- Born: 1936 Rusape, Zimbabwe
- Died: 2012 (aged 75–76) Greendale, Harare, Zimbabwe
- Education: University College of Rhodesia
- Occupations: Politician, activist
- Spouse: Joe Kachingwe

= Sarah Kachingwe =

Sarah Kachingwe (née Chavunduka; 1936–2012) was a Zimbabwean politician and activist. She is the first black female to enroll at the University College of Rhodesia in 1957. She went on to become the secretary for Information, Posts and Telecommunications and also to serve on the board of Zimpapers and the Forestry Commission.

==Biography==
Kachingwe was born in the Rusape, Zimbabwe, in 1936. She attended Goromonzi High School. In 1957 she enrolled in the University College of Rhodesia, becoming the first black woman to do so. She graduated with a bachelor of arts degree in English and History.

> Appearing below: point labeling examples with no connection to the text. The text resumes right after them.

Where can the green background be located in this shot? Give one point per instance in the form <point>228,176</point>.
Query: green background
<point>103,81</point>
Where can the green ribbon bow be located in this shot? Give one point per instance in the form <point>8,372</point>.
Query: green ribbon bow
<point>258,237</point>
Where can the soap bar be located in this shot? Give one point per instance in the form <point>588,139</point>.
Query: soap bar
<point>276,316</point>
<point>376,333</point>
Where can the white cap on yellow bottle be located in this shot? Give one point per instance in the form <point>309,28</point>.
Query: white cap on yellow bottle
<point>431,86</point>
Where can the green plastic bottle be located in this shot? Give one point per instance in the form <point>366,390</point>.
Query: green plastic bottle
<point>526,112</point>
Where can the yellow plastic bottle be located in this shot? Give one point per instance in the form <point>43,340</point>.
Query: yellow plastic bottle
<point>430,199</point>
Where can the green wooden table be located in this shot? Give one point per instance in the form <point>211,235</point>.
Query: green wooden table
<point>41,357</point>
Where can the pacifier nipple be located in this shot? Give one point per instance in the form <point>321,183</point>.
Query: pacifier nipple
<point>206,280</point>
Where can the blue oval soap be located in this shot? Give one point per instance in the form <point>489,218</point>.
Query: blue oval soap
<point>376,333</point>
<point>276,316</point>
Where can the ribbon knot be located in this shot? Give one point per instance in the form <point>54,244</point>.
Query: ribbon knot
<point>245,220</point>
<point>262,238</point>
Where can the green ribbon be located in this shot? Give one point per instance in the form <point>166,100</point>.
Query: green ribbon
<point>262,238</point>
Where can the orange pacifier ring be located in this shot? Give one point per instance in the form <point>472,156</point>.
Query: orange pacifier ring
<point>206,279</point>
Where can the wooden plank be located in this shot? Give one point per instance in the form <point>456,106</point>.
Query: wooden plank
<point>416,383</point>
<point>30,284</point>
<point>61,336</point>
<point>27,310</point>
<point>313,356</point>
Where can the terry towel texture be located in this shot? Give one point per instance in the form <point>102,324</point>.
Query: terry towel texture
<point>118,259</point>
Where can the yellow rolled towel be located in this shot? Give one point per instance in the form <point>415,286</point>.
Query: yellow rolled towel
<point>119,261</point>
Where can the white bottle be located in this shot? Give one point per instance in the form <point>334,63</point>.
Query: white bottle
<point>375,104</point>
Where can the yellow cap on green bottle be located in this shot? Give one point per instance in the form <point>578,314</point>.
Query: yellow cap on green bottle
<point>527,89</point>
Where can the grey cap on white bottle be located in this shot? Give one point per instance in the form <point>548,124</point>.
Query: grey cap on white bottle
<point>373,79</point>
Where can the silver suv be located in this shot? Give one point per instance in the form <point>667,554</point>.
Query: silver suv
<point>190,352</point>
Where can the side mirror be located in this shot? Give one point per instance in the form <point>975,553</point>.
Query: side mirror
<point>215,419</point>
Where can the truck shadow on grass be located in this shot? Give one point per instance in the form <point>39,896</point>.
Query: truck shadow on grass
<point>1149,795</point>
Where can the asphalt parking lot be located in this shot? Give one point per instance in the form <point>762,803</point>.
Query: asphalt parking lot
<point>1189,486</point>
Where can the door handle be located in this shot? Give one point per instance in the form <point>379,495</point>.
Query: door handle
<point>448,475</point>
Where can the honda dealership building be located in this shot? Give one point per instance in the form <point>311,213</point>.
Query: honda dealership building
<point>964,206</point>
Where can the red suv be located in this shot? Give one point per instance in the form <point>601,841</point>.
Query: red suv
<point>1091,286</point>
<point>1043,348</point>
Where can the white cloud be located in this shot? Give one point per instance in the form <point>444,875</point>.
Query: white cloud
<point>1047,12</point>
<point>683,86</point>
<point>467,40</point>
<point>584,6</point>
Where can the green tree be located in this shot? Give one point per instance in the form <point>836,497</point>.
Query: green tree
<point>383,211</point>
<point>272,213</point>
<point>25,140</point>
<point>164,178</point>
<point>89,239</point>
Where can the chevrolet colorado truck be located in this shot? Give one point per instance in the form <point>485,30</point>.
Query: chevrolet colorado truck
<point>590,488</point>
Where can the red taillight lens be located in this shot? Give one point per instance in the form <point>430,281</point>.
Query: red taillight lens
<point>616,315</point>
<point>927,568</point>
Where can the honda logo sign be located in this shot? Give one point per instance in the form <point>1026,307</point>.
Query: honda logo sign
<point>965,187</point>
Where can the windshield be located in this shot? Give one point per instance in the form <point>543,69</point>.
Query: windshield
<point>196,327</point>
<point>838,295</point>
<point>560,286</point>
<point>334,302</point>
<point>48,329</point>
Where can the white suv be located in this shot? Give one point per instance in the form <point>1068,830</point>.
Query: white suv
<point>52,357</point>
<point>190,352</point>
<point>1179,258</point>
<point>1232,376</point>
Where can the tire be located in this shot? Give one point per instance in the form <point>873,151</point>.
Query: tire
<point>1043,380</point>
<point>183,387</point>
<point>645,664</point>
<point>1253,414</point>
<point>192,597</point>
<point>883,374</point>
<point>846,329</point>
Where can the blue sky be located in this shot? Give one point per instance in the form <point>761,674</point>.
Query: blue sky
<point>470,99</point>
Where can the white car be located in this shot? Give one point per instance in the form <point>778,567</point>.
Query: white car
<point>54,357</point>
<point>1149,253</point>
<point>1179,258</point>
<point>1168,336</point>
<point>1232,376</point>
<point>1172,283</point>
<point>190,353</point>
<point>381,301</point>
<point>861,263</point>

Kachingwe died at her home in Greendale, Harare, in 2012 from complications related to heart disease. Her funeral was attended by, among others, Deputy Prime Minister Professor Arthur Mutambara and Malawi's ambassador to Zimbabwe Dr Richard Mpoya. She was laid to rest at Harare's Greendale Cemetery.

==Legacy==
At her funeral, Deputy Prime Minister Arthur Mutambara presented the Flag of Zimbabwe to Mrs Kachingwe's husband to symbolize her status as a "liberation war heroine".
Kachingwe was the first black female student to enroll at the University College of Rhodesia in 1957, overcoming discrimination to complete her degree. She later received an honorary degree from Zimbabwe Women's University, which she described as her "greatest professional achievement" because it showed her education had benefited others beyond herself. Zimbabwe's Minister of Media, Information and Publicity, Webster Shamu, said Kachingwe "championed the majority’s cause, especially in the education sector" and helped craft laws that empowered women after independence. During the liberation struggle, she assisted war fighters while living in Malawi and later served on ZANU-PF's national executive.